Download from GiHub: https://github.com/geojames/imageResolution
The script has a few limitations...
- It's only for nadir (downward-facing) imagery. Once you get away from nadir (low or high oblique) pixel resolutions change with the depth of field (i.e. the pixels close to the camera have a higher spatial resolution than the pixels far away). That being said, this script can be used to get a ballpark estimate for low-oblique imagery.
- It only works for standard cameras, and will not work for super wide angle lens (e.g. GoPros or the wide angle lenses on the early DJI Phantom platforms). As a rule-of-thumb, the horizontal field of view for your camera should be 70 degrees or less.
- Obligatory disclaimer...The calculations are basic trigonometric functions that do not take into account other variables like lens distortion. Given the wide range of potential cameras the calculated values should be treated as estimates and not as absolute truth.

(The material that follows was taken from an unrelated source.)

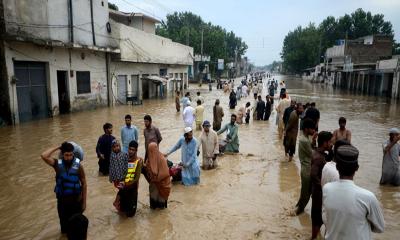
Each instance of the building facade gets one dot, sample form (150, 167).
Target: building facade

- The number of pixels on the sensor in the X (horizontal) and Y (vertical) directions, which you can get from the properties of an image taken with your camera.
- The horizontal and vertical fields of view (FOV angles) for your camera. These are usually in the manufacturer's specifications for the camera/lens. If you're unsure, scour the web the answer is out there. If you only have the diagonal FOV you can do some right-angle trig with the aspect ratio of the sensor to estimate the horz. and vert. FOV values.
Run this script from the command line or an editor. Enter the values for each prompt. The calculations in this script are unit independent, but all linear distance values (e.g. resolutions or flying heights) need to be in the same units (feet, meters, whatever you like...).